At company level, the existing safety management procedure, as regulated in the SOLAS Chapter IX and the associated ISM Code, will no doubt also retain a crucial role in the management of safety for MASS. The current regulatory system appears well-suited for MASS, but the manner in which the procedures operate, e.g. on the communication between ship and shore, will have to undergo important alterations in the process.
The acceptance of MASS also requires considerations by relevant coastal states regarding whether a particular area is suitable for MASS operations, whether the safety of other ships and the environment is ensured, and regarding the availability of various supporting infrastructure etc. There is no precedent for handling such issues within IMO, but the 2019 Interim Guidelines for MASS Trials (MSC.1/Circ. 1604) represent a first step in this direction. The Guidelines may be interpreted as a cautious endorsement by the IMO of experiments with MASS in international areas, even if not all technical requirements are strictly met. In this sense, para. 2.2.1 of the Guidelines provides that “compliance with the intent of mandatory instruments should be ensured” (emphasis added). This endorsement, in turn, may have implications on whether MASS trials undertaken along the lines foreseen by the Guidelines (which are not limited in time or to a certain sea area) are perceived as being undertaken in accordance with “generally accepted rules and standards”, as required by the law of the sea. As far as watchkeeping is concerned, the Guidelines may have a more direct regulatory impact if they were considered to enable (constrained) exemptions from the watchkeeping rules under Regulation I/13 of the STCW Convention, which refers to trials conducted “in accordance with guidelines adopted by the (IMO)”.

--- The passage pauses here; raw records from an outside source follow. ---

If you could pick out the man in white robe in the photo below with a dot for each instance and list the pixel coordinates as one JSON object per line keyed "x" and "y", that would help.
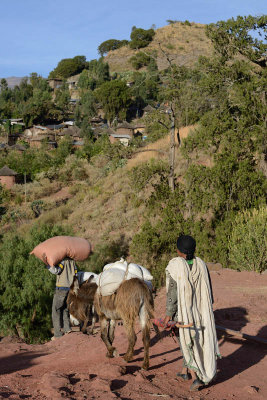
{"x": 189, "y": 301}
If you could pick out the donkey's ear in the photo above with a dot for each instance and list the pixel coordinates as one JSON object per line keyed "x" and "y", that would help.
{"x": 91, "y": 277}
{"x": 75, "y": 285}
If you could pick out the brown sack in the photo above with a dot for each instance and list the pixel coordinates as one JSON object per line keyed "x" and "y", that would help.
{"x": 55, "y": 249}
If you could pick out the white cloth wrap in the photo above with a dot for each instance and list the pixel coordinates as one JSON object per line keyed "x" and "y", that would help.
{"x": 198, "y": 344}
{"x": 84, "y": 275}
{"x": 114, "y": 274}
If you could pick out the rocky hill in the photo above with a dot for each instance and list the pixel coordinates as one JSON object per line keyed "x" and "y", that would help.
{"x": 183, "y": 43}
{"x": 75, "y": 366}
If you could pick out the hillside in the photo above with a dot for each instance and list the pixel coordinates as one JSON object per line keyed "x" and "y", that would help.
{"x": 183, "y": 43}
{"x": 75, "y": 366}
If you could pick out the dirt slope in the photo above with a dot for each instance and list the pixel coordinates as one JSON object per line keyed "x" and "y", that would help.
{"x": 75, "y": 366}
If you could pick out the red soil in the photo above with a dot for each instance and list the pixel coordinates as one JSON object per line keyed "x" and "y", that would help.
{"x": 75, "y": 366}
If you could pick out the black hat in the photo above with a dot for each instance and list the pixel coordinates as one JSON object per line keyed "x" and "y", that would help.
{"x": 187, "y": 245}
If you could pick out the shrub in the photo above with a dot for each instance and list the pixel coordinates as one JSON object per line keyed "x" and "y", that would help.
{"x": 141, "y": 37}
{"x": 26, "y": 287}
{"x": 247, "y": 243}
{"x": 111, "y": 44}
{"x": 140, "y": 60}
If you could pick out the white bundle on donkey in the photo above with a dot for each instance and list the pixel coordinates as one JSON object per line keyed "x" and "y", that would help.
{"x": 115, "y": 273}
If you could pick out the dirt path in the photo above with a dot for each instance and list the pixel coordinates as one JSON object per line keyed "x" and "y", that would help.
{"x": 75, "y": 366}
{"x": 156, "y": 150}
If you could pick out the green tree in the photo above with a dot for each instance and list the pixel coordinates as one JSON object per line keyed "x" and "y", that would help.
{"x": 111, "y": 44}
{"x": 141, "y": 37}
{"x": 26, "y": 287}
{"x": 235, "y": 36}
{"x": 140, "y": 60}
{"x": 96, "y": 74}
{"x": 62, "y": 100}
{"x": 247, "y": 242}
{"x": 69, "y": 67}
{"x": 115, "y": 98}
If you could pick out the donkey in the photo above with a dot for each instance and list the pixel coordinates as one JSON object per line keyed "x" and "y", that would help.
{"x": 80, "y": 302}
{"x": 133, "y": 298}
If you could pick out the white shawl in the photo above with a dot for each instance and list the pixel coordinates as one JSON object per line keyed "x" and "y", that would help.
{"x": 198, "y": 344}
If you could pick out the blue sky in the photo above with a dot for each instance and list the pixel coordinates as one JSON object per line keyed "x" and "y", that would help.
{"x": 35, "y": 35}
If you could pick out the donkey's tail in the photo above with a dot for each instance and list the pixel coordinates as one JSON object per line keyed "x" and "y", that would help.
{"x": 146, "y": 311}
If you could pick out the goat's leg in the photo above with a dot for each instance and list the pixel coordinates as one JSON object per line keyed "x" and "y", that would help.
{"x": 129, "y": 326}
{"x": 85, "y": 323}
{"x": 93, "y": 321}
{"x": 111, "y": 330}
{"x": 146, "y": 343}
{"x": 104, "y": 326}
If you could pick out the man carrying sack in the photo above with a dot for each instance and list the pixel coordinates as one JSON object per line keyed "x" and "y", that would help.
{"x": 65, "y": 271}
{"x": 189, "y": 301}
{"x": 59, "y": 253}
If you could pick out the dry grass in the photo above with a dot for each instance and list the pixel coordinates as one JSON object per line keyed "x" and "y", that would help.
{"x": 161, "y": 147}
{"x": 106, "y": 208}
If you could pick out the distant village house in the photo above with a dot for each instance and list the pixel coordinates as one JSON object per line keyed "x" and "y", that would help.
{"x": 7, "y": 177}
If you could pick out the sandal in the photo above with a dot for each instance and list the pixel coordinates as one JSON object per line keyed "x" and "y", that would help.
{"x": 196, "y": 385}
{"x": 185, "y": 377}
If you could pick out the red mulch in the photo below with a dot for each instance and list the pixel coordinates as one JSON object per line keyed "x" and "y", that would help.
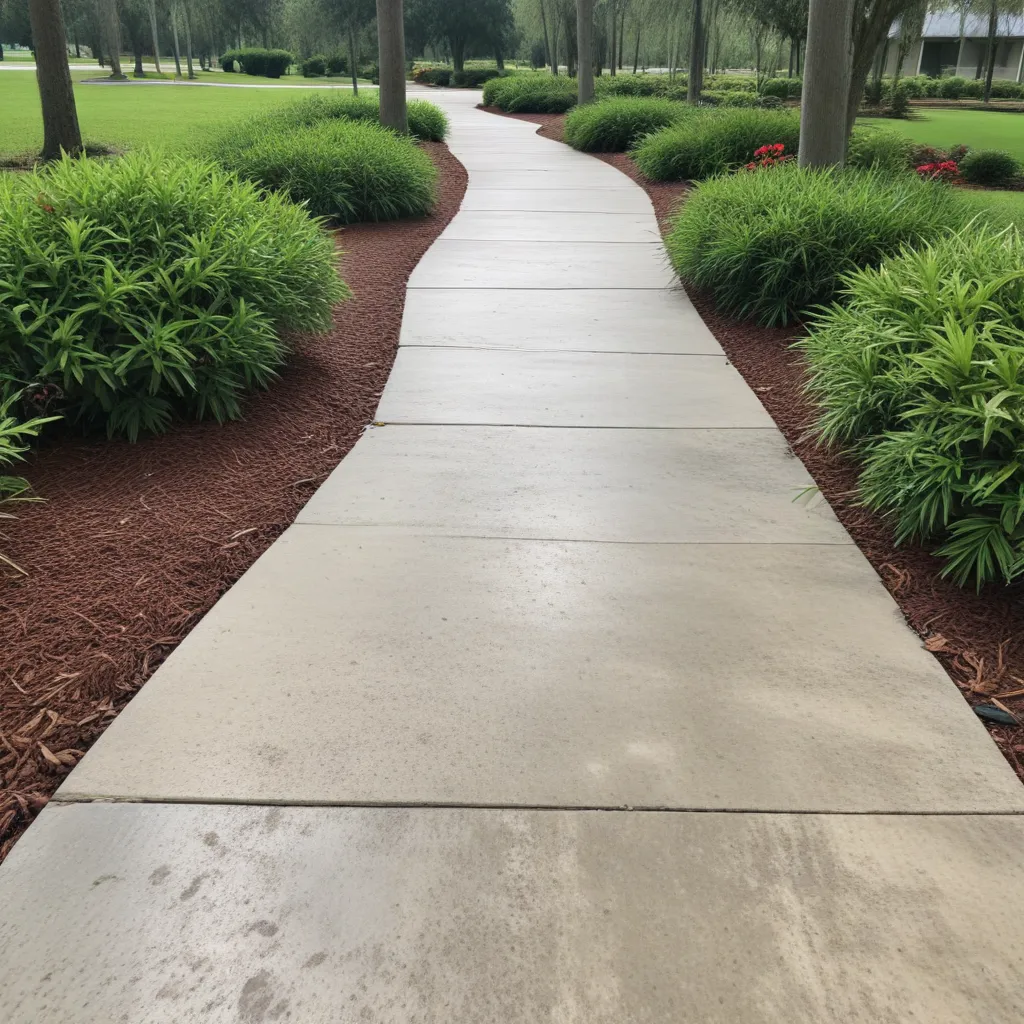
{"x": 134, "y": 543}
{"x": 979, "y": 639}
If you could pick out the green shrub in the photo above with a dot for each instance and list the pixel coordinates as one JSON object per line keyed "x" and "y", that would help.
{"x": 951, "y": 88}
{"x": 617, "y": 124}
{"x": 432, "y": 76}
{"x": 783, "y": 88}
{"x": 771, "y": 244}
{"x": 345, "y": 170}
{"x": 144, "y": 288}
{"x": 530, "y": 93}
{"x": 314, "y": 67}
{"x": 923, "y": 370}
{"x": 337, "y": 64}
{"x": 881, "y": 148}
{"x": 989, "y": 167}
{"x": 634, "y": 85}
{"x": 474, "y": 78}
{"x": 266, "y": 64}
{"x": 427, "y": 122}
{"x": 714, "y": 141}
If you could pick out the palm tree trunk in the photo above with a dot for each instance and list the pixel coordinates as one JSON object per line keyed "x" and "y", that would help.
{"x": 60, "y": 130}
{"x": 156, "y": 38}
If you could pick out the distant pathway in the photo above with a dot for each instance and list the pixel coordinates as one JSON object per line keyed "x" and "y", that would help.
{"x": 552, "y": 707}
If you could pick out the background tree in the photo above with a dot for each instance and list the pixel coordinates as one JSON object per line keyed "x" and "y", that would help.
{"x": 391, "y": 43}
{"x": 60, "y": 130}
{"x": 826, "y": 83}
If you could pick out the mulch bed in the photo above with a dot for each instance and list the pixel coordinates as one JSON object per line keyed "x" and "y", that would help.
{"x": 134, "y": 543}
{"x": 978, "y": 638}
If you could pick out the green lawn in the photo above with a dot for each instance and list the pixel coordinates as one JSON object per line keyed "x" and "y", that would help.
{"x": 978, "y": 129}
{"x": 171, "y": 116}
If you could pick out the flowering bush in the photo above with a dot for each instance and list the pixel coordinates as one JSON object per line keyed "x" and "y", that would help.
{"x": 769, "y": 156}
{"x": 944, "y": 170}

Overall, these examples highlight that, even if there is a long way to go before regulation of MASS is anywhere near robust, the existing regulatory regime offers a variety of possibilities for individual states to support the development of MASS without having to await a full review of the IMO rules, and without being in conflict with the existing international rules.
Clarity on liability rules is desirable, but not a conditio sine qua non for operating MASS. This is different with respect to safety requirements, where the legality of operating MASS needs to be confirmed beforehand. In both areas, states may already prepare for MASS and have a number of mechanisms and instruments at their disposal to accommodate MASS into their legal framework, and to start specifying the key requirements that will be needed for such ships. In view of this, it is surprising that the regulatory debate on MASS to date has been so ‘backward-looking’ focusing on the impact on existing rules. The bigger challenge is arguably to agree on what rules and standards are missing, and how the gaps should be filled, in the shorter and longer term, nationally and internationally.
Professor Henrik Ringbom is a Professor II at the Scandinavian Institute of Maritime Law in Oslo, Norway, and Head of Research at the Department of Law, Åbo Akademi University in Turku/Åbo, Finland. He recently co-edited the book Autonomous Ships and the Law (Routledge, 2020).